The poor state of Eir’s existing telecommunications infrastructure is emerging as one of the main reasons for the delay in the rollout of the National Broadband Plan (NBP).
The controversial scheme, which has been beset by delays since it began two years ago, is utilising Eir’s network of poles and ducts to get at the 554,000 premises covered by the State-subsidised scheme.
A senior official from the Department of Communications told the Oireachtas Public Accounts Committee that the former State monopoly’s existing rural network was in a worse state of repair than initially envisaged.
“While it was anticipated that elements of the rural network would need to be remediated or upgraded, the extent of the remediation required, particularly in the underground network, is greater than envisaged when the contract was signed,” Mark Griffin, accounting officer with the Department of Communications, said.
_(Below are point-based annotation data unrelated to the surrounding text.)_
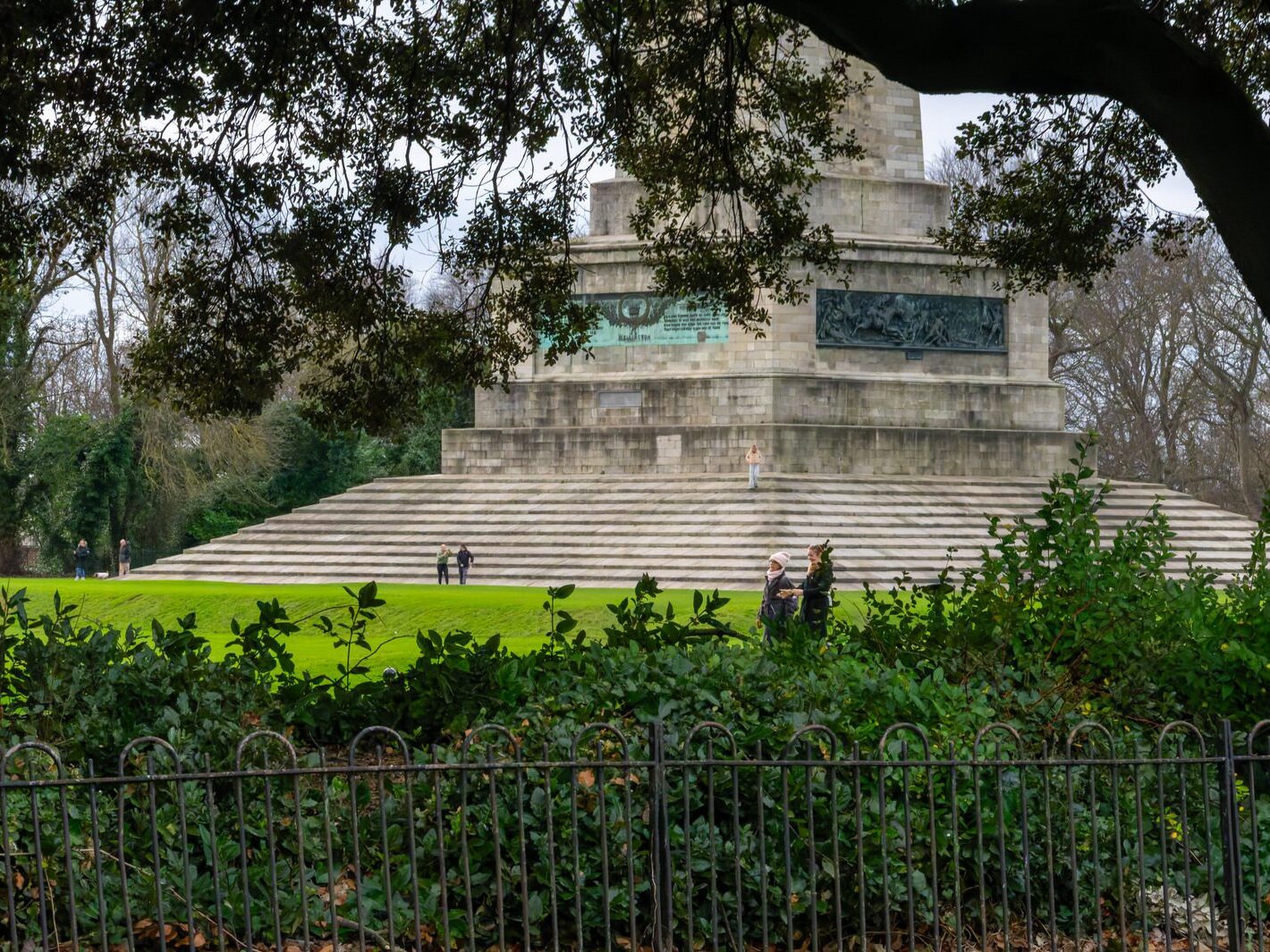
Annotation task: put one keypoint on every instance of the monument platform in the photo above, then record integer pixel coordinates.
(894, 414)
(687, 531)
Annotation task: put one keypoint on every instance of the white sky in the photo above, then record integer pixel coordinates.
(940, 120)
(943, 114)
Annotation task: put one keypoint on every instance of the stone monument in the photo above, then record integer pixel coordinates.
(894, 416)
(906, 372)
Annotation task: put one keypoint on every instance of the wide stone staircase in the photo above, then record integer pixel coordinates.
(686, 531)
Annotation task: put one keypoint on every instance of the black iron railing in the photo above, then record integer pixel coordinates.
(665, 840)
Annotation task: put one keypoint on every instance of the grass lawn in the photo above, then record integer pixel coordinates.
(513, 612)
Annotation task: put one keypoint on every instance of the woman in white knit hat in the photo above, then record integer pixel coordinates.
(776, 610)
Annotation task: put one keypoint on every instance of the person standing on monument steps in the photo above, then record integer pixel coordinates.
(444, 564)
(81, 556)
(755, 457)
(816, 591)
(465, 560)
(777, 608)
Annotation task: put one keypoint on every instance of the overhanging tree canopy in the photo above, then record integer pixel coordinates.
(305, 144)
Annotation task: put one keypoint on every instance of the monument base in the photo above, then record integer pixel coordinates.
(689, 531)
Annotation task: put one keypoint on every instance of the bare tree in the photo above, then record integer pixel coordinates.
(1167, 359)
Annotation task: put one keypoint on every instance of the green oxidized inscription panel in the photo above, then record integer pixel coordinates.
(639, 317)
(910, 321)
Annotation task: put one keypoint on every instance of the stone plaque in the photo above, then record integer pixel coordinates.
(639, 317)
(910, 321)
(620, 399)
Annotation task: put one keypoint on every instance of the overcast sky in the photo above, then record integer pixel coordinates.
(943, 114)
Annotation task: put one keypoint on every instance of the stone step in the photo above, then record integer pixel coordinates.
(687, 531)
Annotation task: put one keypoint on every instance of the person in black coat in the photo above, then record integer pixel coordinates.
(816, 592)
(465, 560)
(777, 606)
(81, 556)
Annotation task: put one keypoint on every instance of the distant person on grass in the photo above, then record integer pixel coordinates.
(777, 607)
(816, 592)
(755, 457)
(81, 556)
(465, 560)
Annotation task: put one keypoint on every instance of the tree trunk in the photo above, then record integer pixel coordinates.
(1080, 47)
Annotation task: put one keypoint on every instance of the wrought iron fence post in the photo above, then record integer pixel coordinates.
(1230, 822)
(659, 836)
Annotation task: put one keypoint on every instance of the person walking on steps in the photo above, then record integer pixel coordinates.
(777, 607)
(816, 591)
(755, 457)
(465, 560)
(81, 556)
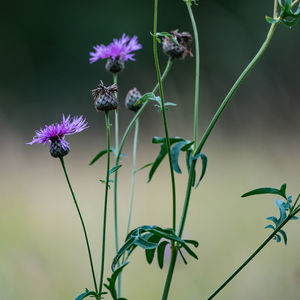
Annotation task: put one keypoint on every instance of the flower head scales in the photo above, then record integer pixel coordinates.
(119, 49)
(57, 131)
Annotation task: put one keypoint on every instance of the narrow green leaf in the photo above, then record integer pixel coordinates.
(158, 160)
(87, 293)
(146, 97)
(284, 236)
(143, 167)
(114, 169)
(161, 253)
(265, 190)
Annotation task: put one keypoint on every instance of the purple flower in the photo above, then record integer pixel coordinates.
(119, 49)
(54, 134)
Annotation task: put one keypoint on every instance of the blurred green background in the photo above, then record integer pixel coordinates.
(45, 72)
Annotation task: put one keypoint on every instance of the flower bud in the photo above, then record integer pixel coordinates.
(105, 98)
(132, 97)
(114, 65)
(57, 149)
(173, 50)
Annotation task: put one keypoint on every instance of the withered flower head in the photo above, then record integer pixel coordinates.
(105, 98)
(132, 97)
(183, 48)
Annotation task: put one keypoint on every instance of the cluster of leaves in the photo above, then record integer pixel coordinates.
(285, 207)
(287, 16)
(151, 97)
(149, 238)
(88, 293)
(178, 144)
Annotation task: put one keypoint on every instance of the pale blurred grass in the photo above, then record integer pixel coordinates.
(43, 254)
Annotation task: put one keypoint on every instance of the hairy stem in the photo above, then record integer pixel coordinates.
(197, 73)
(105, 201)
(270, 237)
(139, 112)
(209, 129)
(135, 139)
(82, 224)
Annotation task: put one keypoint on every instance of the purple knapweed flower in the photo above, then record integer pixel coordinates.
(116, 53)
(54, 134)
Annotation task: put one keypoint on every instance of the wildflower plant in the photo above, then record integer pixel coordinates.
(154, 239)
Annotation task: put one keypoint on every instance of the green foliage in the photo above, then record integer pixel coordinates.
(178, 145)
(111, 286)
(283, 206)
(88, 293)
(286, 16)
(148, 238)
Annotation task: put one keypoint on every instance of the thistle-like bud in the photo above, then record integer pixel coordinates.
(132, 97)
(114, 65)
(105, 98)
(57, 149)
(173, 50)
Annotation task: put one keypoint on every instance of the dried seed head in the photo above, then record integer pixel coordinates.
(114, 66)
(132, 97)
(184, 40)
(57, 149)
(105, 98)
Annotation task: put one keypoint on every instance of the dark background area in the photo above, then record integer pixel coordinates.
(45, 71)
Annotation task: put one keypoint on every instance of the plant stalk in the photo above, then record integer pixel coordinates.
(82, 224)
(208, 131)
(105, 201)
(270, 237)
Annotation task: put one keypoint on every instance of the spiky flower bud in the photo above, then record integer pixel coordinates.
(57, 149)
(173, 50)
(105, 98)
(132, 97)
(114, 66)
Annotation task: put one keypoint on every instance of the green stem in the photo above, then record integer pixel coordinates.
(105, 201)
(270, 237)
(135, 139)
(208, 131)
(197, 75)
(82, 224)
(139, 112)
(164, 114)
(115, 78)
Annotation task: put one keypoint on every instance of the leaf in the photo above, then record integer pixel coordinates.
(204, 166)
(114, 169)
(267, 190)
(111, 286)
(151, 252)
(175, 151)
(271, 20)
(99, 155)
(158, 160)
(87, 293)
(146, 97)
(161, 253)
(284, 236)
(143, 167)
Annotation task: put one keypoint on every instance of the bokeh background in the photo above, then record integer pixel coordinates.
(45, 72)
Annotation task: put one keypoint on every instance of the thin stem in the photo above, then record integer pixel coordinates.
(209, 129)
(139, 112)
(163, 109)
(135, 139)
(105, 201)
(197, 73)
(275, 9)
(115, 78)
(82, 224)
(295, 2)
(270, 237)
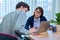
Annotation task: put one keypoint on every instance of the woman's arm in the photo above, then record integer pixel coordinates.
(27, 24)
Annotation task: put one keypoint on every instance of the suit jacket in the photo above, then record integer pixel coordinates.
(30, 21)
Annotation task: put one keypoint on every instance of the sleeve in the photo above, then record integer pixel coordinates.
(20, 23)
(45, 19)
(27, 24)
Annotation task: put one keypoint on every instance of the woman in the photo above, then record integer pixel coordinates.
(34, 21)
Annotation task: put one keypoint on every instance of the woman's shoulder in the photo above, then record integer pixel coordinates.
(43, 17)
(31, 17)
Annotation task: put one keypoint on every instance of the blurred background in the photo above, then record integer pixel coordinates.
(50, 7)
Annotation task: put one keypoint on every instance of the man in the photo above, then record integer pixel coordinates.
(15, 20)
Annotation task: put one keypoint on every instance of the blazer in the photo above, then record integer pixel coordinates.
(30, 21)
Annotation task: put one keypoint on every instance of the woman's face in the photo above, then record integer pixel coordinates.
(37, 13)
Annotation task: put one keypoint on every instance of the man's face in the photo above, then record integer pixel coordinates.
(25, 9)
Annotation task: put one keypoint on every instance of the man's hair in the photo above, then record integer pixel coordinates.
(22, 4)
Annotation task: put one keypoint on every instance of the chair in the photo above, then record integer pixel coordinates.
(4, 36)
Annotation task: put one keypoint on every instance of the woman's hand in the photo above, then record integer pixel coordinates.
(32, 30)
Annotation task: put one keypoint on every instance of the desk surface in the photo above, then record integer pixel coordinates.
(49, 35)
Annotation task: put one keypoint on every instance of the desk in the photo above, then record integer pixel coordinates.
(49, 35)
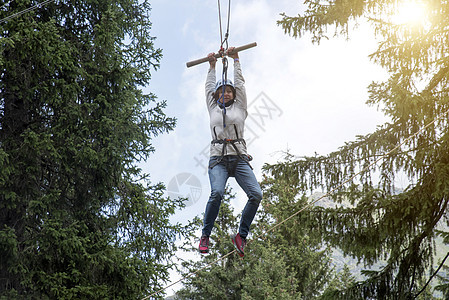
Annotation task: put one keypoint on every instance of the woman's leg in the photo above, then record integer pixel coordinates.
(218, 176)
(247, 180)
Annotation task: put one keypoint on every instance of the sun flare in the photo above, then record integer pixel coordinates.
(410, 12)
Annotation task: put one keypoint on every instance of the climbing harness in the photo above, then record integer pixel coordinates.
(245, 157)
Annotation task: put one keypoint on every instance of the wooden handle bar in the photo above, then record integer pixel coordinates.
(217, 55)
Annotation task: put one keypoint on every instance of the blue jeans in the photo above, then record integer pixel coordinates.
(231, 166)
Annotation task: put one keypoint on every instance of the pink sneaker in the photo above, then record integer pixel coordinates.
(239, 244)
(204, 244)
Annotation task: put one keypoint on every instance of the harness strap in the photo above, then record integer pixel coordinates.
(225, 142)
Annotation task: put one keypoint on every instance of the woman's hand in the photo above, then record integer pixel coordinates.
(230, 54)
(212, 60)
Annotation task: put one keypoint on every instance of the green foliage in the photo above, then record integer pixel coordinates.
(284, 264)
(378, 222)
(78, 218)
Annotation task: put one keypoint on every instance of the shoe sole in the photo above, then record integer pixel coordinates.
(240, 252)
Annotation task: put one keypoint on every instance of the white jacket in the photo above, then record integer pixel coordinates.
(235, 116)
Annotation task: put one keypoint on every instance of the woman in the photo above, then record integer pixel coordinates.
(227, 106)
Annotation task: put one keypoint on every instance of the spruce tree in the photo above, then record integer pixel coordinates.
(78, 218)
(283, 264)
(383, 223)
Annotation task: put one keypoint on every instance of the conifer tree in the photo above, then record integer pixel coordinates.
(285, 264)
(78, 218)
(382, 223)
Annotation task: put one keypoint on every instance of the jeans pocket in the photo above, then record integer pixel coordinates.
(213, 161)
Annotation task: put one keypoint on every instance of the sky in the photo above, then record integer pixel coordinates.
(303, 98)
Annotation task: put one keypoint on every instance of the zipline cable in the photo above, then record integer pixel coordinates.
(25, 10)
(314, 201)
(224, 76)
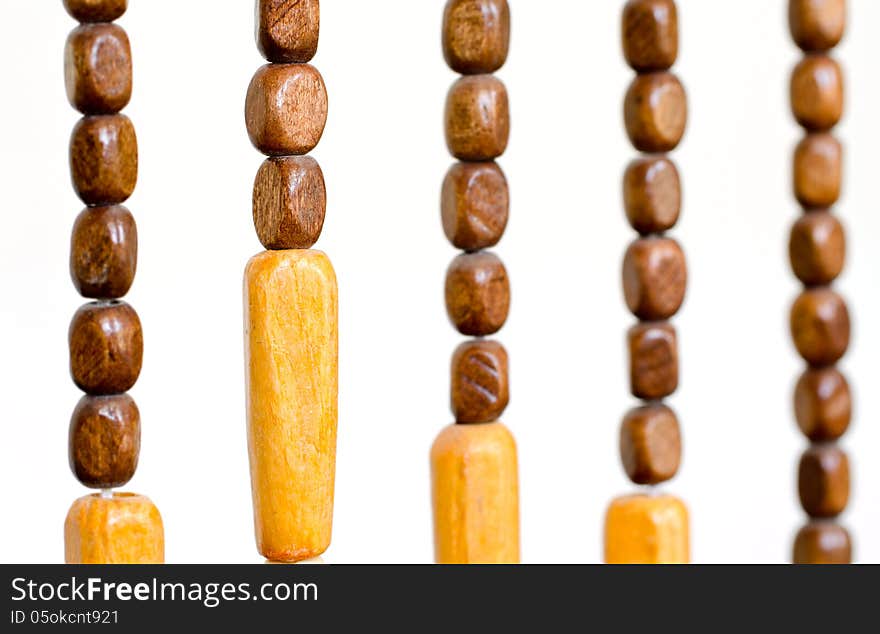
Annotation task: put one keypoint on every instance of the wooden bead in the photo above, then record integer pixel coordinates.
(823, 481)
(652, 194)
(286, 109)
(475, 494)
(477, 118)
(647, 529)
(650, 34)
(479, 381)
(655, 112)
(822, 542)
(290, 201)
(817, 25)
(476, 35)
(103, 159)
(817, 93)
(103, 252)
(654, 278)
(105, 440)
(818, 169)
(123, 529)
(291, 347)
(106, 348)
(96, 10)
(287, 30)
(820, 326)
(475, 203)
(477, 294)
(822, 404)
(650, 444)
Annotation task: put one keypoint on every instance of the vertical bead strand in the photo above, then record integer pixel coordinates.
(651, 527)
(105, 338)
(473, 462)
(820, 323)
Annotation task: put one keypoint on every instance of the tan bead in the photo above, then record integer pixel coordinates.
(477, 293)
(655, 112)
(286, 109)
(477, 118)
(820, 326)
(650, 34)
(817, 93)
(818, 169)
(474, 205)
(103, 159)
(476, 35)
(287, 30)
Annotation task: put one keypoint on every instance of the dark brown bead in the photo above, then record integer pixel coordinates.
(105, 440)
(817, 248)
(650, 444)
(106, 347)
(652, 194)
(480, 390)
(654, 278)
(103, 159)
(286, 109)
(476, 35)
(820, 326)
(474, 205)
(103, 252)
(287, 30)
(823, 481)
(290, 201)
(650, 34)
(822, 404)
(655, 112)
(477, 118)
(477, 293)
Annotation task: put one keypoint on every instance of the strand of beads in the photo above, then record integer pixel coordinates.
(473, 462)
(651, 528)
(106, 342)
(819, 318)
(290, 295)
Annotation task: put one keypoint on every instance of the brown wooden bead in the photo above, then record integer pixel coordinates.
(477, 293)
(823, 481)
(106, 347)
(476, 35)
(103, 252)
(97, 68)
(653, 360)
(820, 326)
(822, 542)
(474, 205)
(650, 34)
(652, 194)
(650, 444)
(290, 201)
(654, 278)
(103, 159)
(477, 118)
(96, 10)
(655, 112)
(817, 25)
(818, 169)
(286, 109)
(817, 248)
(105, 440)
(480, 389)
(817, 93)
(822, 404)
(287, 30)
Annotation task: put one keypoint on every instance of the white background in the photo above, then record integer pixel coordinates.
(384, 157)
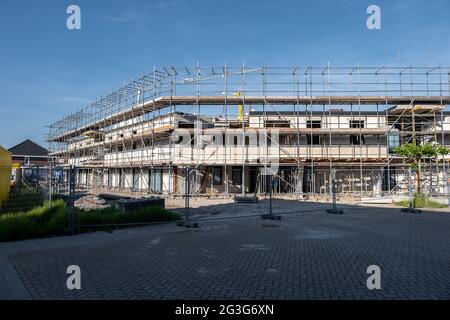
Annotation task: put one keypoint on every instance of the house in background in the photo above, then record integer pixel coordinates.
(29, 162)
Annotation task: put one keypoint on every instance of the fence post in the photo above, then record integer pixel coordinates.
(411, 208)
(187, 186)
(448, 188)
(270, 215)
(71, 199)
(334, 208)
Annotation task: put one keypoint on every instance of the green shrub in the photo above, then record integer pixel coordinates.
(113, 216)
(421, 201)
(48, 219)
(51, 219)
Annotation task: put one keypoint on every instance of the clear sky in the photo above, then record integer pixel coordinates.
(47, 71)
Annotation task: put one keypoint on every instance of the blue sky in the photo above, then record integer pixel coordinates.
(47, 71)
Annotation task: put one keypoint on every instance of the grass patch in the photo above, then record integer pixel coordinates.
(421, 201)
(113, 216)
(51, 219)
(48, 219)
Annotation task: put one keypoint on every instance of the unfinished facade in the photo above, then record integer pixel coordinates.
(230, 124)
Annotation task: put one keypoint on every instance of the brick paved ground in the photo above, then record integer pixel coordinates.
(308, 255)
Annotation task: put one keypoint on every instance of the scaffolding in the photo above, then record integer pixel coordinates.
(305, 120)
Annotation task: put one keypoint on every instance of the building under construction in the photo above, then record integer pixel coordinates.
(232, 126)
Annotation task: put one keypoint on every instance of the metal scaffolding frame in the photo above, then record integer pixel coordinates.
(132, 127)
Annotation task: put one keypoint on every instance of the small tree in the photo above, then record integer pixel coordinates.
(414, 154)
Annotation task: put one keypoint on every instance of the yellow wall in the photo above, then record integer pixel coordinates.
(5, 173)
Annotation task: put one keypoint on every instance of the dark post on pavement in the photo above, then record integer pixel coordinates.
(71, 201)
(334, 208)
(187, 190)
(411, 208)
(270, 215)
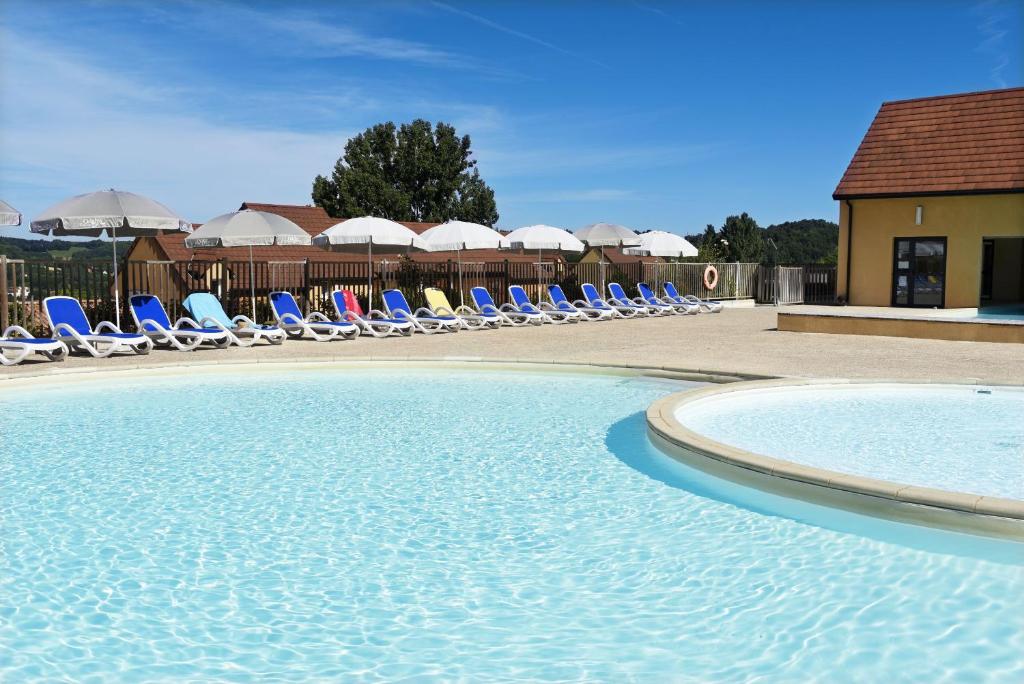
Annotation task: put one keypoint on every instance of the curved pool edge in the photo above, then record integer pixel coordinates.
(48, 372)
(934, 508)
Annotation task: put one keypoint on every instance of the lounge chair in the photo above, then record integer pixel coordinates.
(438, 303)
(506, 313)
(25, 344)
(619, 298)
(290, 318)
(588, 312)
(648, 297)
(707, 305)
(423, 319)
(184, 335)
(546, 310)
(375, 324)
(70, 325)
(593, 299)
(208, 310)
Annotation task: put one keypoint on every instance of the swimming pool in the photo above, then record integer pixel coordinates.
(368, 524)
(958, 438)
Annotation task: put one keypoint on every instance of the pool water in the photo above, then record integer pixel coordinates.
(968, 439)
(407, 524)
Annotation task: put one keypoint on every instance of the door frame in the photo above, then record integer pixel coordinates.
(945, 263)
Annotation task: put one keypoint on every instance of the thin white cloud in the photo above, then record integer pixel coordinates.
(482, 20)
(993, 15)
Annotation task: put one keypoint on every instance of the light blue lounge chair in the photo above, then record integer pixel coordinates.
(423, 319)
(648, 297)
(70, 325)
(546, 310)
(594, 300)
(507, 313)
(707, 305)
(290, 318)
(208, 310)
(587, 312)
(184, 335)
(19, 341)
(619, 297)
(374, 323)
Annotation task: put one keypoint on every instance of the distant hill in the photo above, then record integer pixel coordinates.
(803, 242)
(58, 250)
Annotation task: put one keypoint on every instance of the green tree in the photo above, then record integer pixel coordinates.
(416, 172)
(744, 239)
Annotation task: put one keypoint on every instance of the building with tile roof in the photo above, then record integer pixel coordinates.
(932, 204)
“Both Eir and operator National Broadband Ireland [NBI] are addressing these issues including the introduction by Eir at the end of last year of ‘rapid response teams’ to support the timely remediation of network issues as they are identified,” he said.
Eir is set to gain about €900 million in rent, more than a third of the €2.9 billion State subsidy, for the use of its poles and ducts, which NBI needs to use to get at the most out-of-the-way premises. The former State monopoly exited the NBP process half way through citing problems with the tender.
Earlier the committee heard from NBI chief executive Peter Hendrick, who said the project would be completed by its target date of the end of 2026 despite its rollout being significantly behind schedule with just 7,000 premises connected to date.
He said the company had doubled the number of contractors working on the project to four and was in talks to take on more as it looks to get back on track.
The NBI was “rolling out enough cable to get from Dublin to Paris each month currently ,” Mr Hendrick said,
He told the committee that more than 298,000 premises had been surveyed to date, with more than 54,500 of these homes in a position to place orders to receive high-speed fibre internet services. Overall, some 154,000 premises are either constructed or under construction versus 19,000 a year earlier.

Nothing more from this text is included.